For a start, it was scarcely shopping weather. Temperatures hovered around -20C before plunging even lower, prompting the authorities to ban small children from going to school. On the same day, the city held municipal elections which could have been nullified, such was the miserly turnout. About 29 per cent (4 per cent above the legal minimum) voted.

But the weather did not dampen the curiosity of Muscovites when it came to inspecting the dubious pleasures of consumerism. All day they tramped up and down the hill from the metro station. Clearly, the lure of the market economy outclassed the appeal of taking part in an already widely discredited, obscure, and largely symbolic, democratic ritual.

The last few years have spawned supermarkets across Moscow, but they are hardly ever crowded. Something of the atmosphere of the old Soviet system, in which there were special shops full of imported goods for the party top brass and diplomats, still survives. Omnipresent guards in military uniforms and scandalously high prices usually deter all but the newly wealthy and foreigners. Most Russians shop in the open-air markets, where prices depend on an ability to haggle, or in the dank, malodorous, gloom of "gastronoms" - broken down, Soviet-era stores that used to be state- run.

In the latter, shopping is about as pleasurable as a trip to the social security offices. You chose your item, note down the price, queue at a cashier's to pay in return for a receipt, and return to collect your goods. Abacuses remain common. Credit cards are worthless. Customer service is unknown.

When Ramstore opened last month, its managers discovered they had an unusual task on their hands.

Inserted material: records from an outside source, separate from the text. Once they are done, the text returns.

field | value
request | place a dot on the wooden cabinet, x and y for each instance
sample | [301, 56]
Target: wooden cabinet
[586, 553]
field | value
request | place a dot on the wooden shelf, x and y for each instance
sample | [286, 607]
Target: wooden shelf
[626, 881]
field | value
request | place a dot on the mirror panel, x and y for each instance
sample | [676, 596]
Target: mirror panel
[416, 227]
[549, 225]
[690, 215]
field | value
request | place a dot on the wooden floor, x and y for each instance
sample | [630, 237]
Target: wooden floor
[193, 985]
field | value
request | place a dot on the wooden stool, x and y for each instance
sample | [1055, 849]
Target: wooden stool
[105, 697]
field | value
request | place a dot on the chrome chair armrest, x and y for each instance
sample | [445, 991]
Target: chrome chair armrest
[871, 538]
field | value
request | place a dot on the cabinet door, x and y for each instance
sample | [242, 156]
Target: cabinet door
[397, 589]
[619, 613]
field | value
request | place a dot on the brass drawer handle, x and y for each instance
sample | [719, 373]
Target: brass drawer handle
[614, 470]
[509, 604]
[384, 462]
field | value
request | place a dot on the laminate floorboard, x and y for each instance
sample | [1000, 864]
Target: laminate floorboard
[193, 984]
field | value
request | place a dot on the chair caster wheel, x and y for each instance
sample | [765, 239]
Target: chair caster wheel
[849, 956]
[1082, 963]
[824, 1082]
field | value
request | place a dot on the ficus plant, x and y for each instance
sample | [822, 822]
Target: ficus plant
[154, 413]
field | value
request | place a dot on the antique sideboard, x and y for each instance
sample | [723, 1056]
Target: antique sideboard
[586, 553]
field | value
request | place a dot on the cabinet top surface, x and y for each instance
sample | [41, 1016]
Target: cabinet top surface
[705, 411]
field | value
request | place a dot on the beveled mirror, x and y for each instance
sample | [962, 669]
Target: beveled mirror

They had to teach Russians how to hyper- shop.

At first, their customers peeled price tags off the goods, and took them to the cashiers, just as in gastronoms. Plastic bags in Russia are still treated as precious; if they have any at all, market stall owners can rarely be persuaded to part with them without a fee. Unaware that here they were free in limitless numbers, Russians brought their own baskets, adding to the crush. "Our customers were just not familiar with this type of shopping," said Aziz Bulgu, the store's general director. Nor, initially, were the staff. "We had a little problem at first," he admitted, "But now they say 'spasibo' and smile."

But the biggest surprise is the top-selling item. Mr Bulgu's computer- print out reveals that it is not vodka, or bread, orsausage, or chocolate - or any other of the standard fixtures on a Russian dinner table. Bananas, by far, take the biscuit, as it were. Having only been able to buy them for some four years - and because they are cheap - Muscovites buy them by the bagful. Last week, Ramstore was shifting more than five tons a day.

What conclusions can we draw? It is no longer realistic to deny that the market economy is advancing in parts of Russia, albeit largely in the capital. Muscovites - who 10 years ago would stand all night in queues for products - are no less unwilling to consume than anyone else, if they have the money.

For Mr Bulgu, the lesson is as clear as the red stars that shine from the Kremlin: "I must expand as quickly as possible, before the competition arrives," he said happily.